Where is an Airplane Fuel Tank Located?
I bet you never guessed, but airplane tanks are commonly located in the wing structure or fuselage. Some planes have fuel tanks installed in the rear, and large commercial airliners can have up to three fuel tanks in different sections of their airframe.
Wing and fuselage fuel tanks are called integral fuel tanks because they form a part of the airframe structure. They have a typical lifespan of around 30 years.
Airplanes can carry additional fuel in extra fuel tanks around the airframe. Some of these fuel tanks are external tanks.
- Rigid fuel tank – It is a removable aluminum alloy or stainless-steel tank installed in a special chamber explicitly built to hold it. Airplane technicians can remove rigid fuel tanks during servicing.
- Bladder fuel tank – A bladder fuel tank is a large rubberized bag that can be rolled up and installed inside a special chamber inside the airframe. A bladder tank is made from reinforced rubber compounds and, when installed in an airplane, can be accessed through an access panel or fuel filler neck.
- Drop fuel tank – A drop fuel tank, also called an auxiliary tank, is an external fuel tank carried on a plane’s wings to increase its range. All fuel inside drop tanks is used up first before transitioning to the internal tanks. Drop tanks are jettisoned mid-flight once they are empty, and this tank type is commonly used by military planes.
- Conformal fuel tank – It is similar to a drop fuel tank with widespread use within military airplanes. However, a conformal fuel tank can not be discarded in-flight when empty. A conformal fuel can be removed only when the plane is on the ground.
How Much Fuel Can an Airplane Hold in Its Tanks?
Airplanes take a lot more fuel than cars and trucks do. But large commercial airliners can take on a staggering amount of fuel in their large tanks, as anyone who has seen a Boeing 747 refuel can attest.
Small passenger planes like the Beechcraft 1900D can carry around 665 gallons (4,458 Ibs) of fuel. In contrast, the Airbus A300 Beluga cargo plane can take ten times more fuel at 6,303 gallons (42,230 Lbs).

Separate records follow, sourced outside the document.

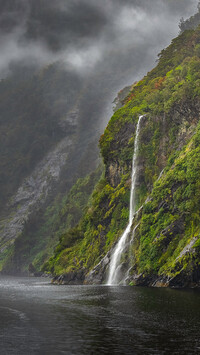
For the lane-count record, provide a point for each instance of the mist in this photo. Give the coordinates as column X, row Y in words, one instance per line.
column 89, row 35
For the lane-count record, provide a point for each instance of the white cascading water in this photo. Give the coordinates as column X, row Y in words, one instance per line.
column 113, row 278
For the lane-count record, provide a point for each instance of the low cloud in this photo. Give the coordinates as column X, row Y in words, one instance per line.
column 86, row 35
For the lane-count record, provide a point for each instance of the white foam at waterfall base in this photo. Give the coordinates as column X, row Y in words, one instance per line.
column 115, row 262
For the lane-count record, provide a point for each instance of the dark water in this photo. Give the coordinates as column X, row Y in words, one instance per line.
column 39, row 318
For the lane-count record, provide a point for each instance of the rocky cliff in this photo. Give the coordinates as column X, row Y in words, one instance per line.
column 164, row 248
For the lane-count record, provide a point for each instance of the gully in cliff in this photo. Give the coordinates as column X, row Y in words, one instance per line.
column 114, row 274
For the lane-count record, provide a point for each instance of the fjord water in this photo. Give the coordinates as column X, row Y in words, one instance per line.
column 39, row 318
column 114, row 274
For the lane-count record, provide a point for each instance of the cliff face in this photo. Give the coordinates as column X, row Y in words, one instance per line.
column 165, row 247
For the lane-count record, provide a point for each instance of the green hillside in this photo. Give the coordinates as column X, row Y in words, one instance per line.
column 167, row 237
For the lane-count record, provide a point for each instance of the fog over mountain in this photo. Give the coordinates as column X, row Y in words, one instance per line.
column 89, row 35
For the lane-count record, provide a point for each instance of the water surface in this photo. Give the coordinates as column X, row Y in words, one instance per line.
column 39, row 318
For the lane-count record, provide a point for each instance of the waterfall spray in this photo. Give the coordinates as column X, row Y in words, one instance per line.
column 113, row 276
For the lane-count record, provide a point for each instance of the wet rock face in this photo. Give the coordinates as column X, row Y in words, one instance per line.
column 98, row 274
column 114, row 172
column 71, row 278
column 33, row 193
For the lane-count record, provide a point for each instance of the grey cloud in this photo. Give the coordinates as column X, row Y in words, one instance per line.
column 87, row 34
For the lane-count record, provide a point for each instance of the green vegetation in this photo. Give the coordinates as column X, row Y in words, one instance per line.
column 169, row 98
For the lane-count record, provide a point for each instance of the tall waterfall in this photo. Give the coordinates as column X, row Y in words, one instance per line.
column 113, row 276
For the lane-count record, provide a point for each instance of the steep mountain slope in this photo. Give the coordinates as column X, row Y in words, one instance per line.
column 165, row 248
column 43, row 152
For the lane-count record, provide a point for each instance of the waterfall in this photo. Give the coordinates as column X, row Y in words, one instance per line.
column 113, row 276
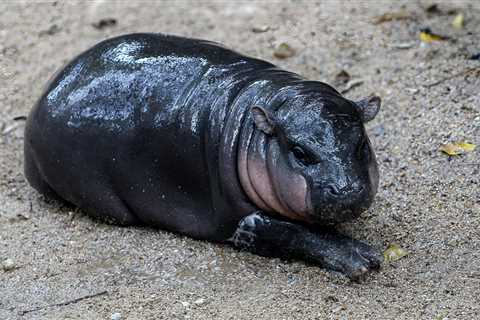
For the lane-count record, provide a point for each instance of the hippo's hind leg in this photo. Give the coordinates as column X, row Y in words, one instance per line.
column 34, row 177
column 272, row 237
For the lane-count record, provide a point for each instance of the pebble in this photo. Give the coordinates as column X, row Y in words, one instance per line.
column 283, row 51
column 8, row 265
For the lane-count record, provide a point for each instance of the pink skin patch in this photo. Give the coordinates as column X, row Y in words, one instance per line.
column 270, row 184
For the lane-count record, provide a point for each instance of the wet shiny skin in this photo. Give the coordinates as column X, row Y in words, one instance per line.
column 148, row 128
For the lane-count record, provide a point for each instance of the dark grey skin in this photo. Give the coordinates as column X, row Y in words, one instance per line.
column 191, row 137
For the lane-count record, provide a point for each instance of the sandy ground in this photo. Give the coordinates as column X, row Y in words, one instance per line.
column 427, row 203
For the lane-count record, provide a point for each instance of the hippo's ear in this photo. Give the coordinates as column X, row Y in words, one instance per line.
column 263, row 120
column 368, row 107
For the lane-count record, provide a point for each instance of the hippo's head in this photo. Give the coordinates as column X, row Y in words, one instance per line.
column 311, row 159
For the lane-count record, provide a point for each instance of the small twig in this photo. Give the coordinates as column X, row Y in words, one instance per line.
column 64, row 303
column 461, row 73
column 352, row 84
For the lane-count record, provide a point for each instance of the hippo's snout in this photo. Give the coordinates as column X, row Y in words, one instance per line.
column 333, row 204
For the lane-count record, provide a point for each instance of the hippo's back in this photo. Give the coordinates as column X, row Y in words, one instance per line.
column 127, row 120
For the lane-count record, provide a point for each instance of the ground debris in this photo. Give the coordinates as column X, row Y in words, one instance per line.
column 426, row 35
column 352, row 84
column 8, row 265
column 50, row 31
column 459, row 21
column 393, row 253
column 464, row 72
column 104, row 23
column 457, row 148
column 283, row 51
column 261, row 29
column 341, row 78
column 391, row 16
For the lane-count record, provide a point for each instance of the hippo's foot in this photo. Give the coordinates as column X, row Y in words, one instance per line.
column 272, row 237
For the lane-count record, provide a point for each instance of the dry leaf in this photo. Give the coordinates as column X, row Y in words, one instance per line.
column 457, row 148
column 458, row 21
column 426, row 35
column 261, row 29
column 393, row 253
column 390, row 16
column 283, row 50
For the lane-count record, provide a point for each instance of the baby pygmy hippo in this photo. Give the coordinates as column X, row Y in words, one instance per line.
column 188, row 136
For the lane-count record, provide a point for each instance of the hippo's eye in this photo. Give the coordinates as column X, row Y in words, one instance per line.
column 300, row 154
column 364, row 150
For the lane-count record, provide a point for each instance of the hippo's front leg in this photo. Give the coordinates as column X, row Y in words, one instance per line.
column 273, row 237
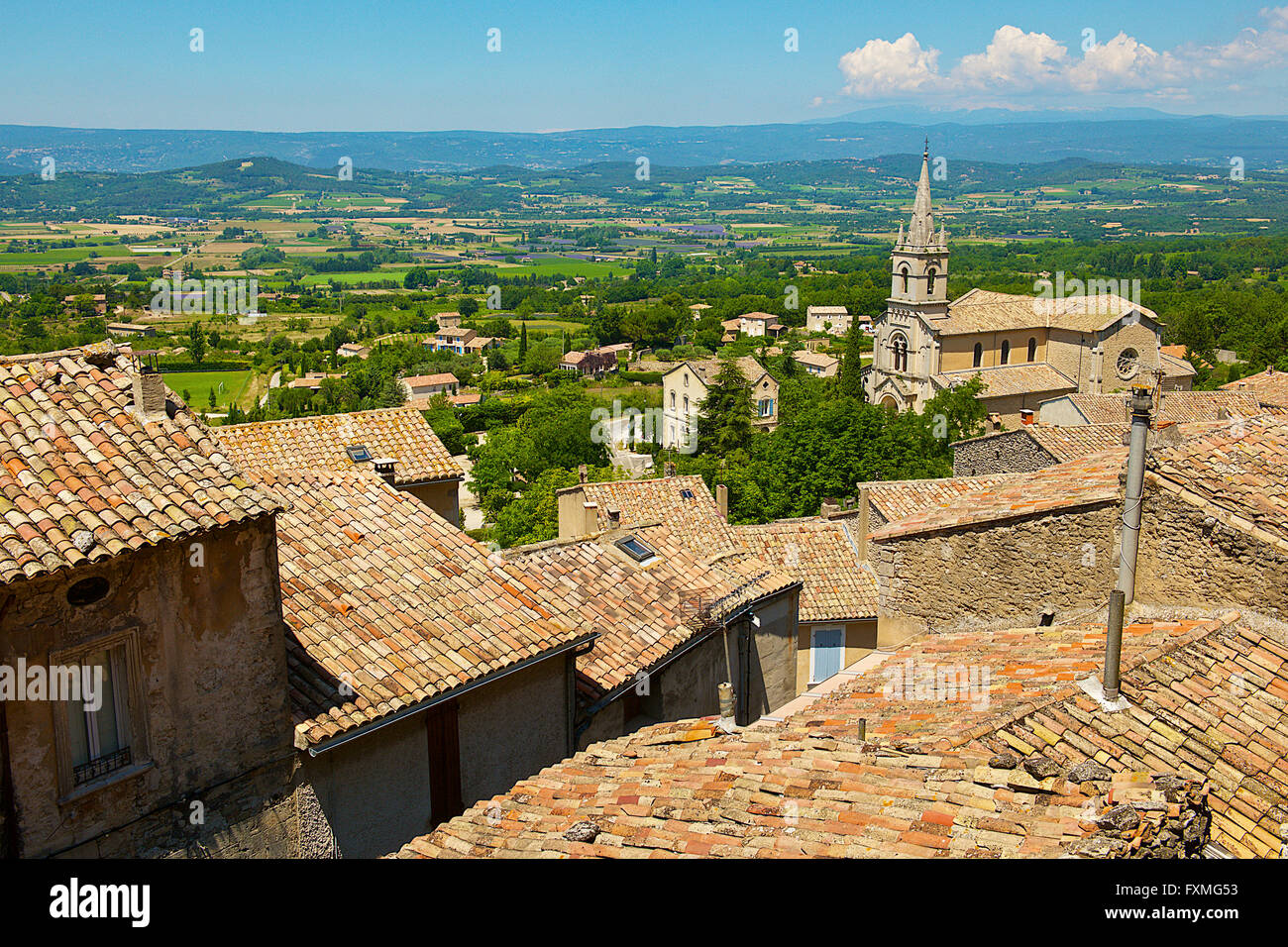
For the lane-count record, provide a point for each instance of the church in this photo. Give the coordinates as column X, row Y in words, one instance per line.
column 1026, row 350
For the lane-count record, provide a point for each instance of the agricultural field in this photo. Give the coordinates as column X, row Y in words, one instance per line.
column 230, row 386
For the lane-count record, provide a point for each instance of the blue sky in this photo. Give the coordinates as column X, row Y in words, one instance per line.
column 424, row 65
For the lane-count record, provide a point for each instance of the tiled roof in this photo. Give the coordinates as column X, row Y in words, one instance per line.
column 1269, row 386
column 384, row 596
column 1175, row 406
column 1005, row 380
column 707, row 368
column 1069, row 442
column 82, row 479
column 642, row 612
column 320, row 442
column 1237, row 467
column 984, row 311
column 820, row 553
column 443, row 377
column 696, row 519
column 927, row 777
column 1078, row 482
column 815, row 359
column 1063, row 442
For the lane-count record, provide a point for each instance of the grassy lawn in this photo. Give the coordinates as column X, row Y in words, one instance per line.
column 230, row 385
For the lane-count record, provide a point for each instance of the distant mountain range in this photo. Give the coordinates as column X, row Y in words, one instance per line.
column 1132, row 136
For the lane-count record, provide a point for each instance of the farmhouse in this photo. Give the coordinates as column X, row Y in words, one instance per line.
column 684, row 388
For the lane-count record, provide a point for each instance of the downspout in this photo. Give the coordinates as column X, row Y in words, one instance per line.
column 1141, row 407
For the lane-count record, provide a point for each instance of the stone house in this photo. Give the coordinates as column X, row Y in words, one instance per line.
column 133, row 547
column 397, row 442
column 713, row 609
column 790, row 788
column 430, row 385
column 816, row 364
column 838, row 590
column 1026, row 350
column 833, row 320
column 1170, row 407
column 421, row 678
column 686, row 386
column 451, row 339
column 1031, row 447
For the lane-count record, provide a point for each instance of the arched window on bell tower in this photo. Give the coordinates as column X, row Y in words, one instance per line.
column 900, row 346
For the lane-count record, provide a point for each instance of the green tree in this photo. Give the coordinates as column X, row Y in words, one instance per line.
column 849, row 380
column 725, row 415
column 197, row 343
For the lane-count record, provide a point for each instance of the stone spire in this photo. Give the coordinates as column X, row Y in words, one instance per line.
column 921, row 231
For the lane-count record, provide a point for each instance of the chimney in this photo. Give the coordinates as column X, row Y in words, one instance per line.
column 149, row 395
column 1141, row 403
column 385, row 468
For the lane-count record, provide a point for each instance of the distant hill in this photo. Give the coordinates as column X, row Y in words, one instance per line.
column 1113, row 136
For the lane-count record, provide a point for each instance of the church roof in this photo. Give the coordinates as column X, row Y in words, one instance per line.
column 984, row 311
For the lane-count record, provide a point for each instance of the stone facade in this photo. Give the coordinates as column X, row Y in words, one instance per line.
column 996, row 574
column 192, row 624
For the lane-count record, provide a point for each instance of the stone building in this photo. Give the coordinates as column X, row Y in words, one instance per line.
column 838, row 591
column 133, row 547
column 653, row 565
column 1026, row 350
column 398, row 442
column 421, row 678
column 686, row 385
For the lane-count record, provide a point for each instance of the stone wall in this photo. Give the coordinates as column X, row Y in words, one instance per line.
column 1016, row 451
column 207, row 696
column 1189, row 556
column 993, row 574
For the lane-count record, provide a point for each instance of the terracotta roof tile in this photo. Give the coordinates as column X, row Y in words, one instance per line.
column 642, row 611
column 387, row 604
column 76, row 464
column 819, row 553
column 320, row 442
column 1090, row 479
column 918, row 783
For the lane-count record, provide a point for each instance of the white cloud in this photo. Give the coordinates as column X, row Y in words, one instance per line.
column 1019, row 62
column 1014, row 59
column 880, row 67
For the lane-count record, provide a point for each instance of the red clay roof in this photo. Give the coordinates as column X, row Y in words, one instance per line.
column 642, row 612
column 382, row 595
column 1080, row 482
column 820, row 554
column 921, row 781
column 320, row 444
column 82, row 479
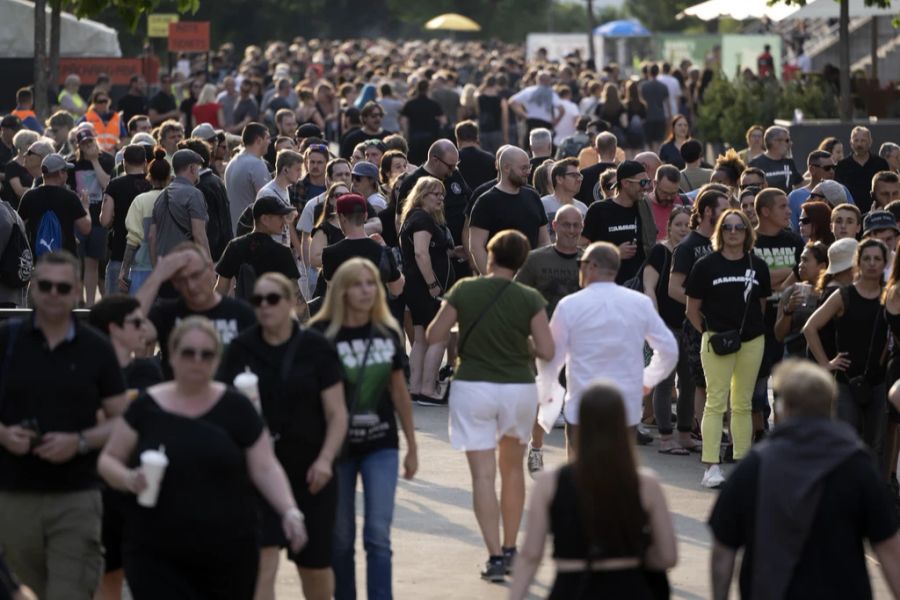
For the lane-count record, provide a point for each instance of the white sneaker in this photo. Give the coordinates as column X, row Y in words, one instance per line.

|Airplane Model||Fuel Capacity (Gallons)||Fuel Capacity (Pounds)|
|Cessna Citation V||861||5,771|
|Boeing 737 MAX||6,853||45,915|
We have learned that airplanes run on Jet Fuel, Aviation Gas, kerosene and gasoline blends, and biofuels. Jet Fuels have a higher flashpoint and a lower freezing point than AVGAS. Plus, it is cheaper with a higher burn rate. Large civil and military airplanes use Jet Fuel, while smaller general aviation planes run exclusively on AVGAS.
Biofuels may become the airplane fuel of the future due to fewer emissions and environmentally friendly production.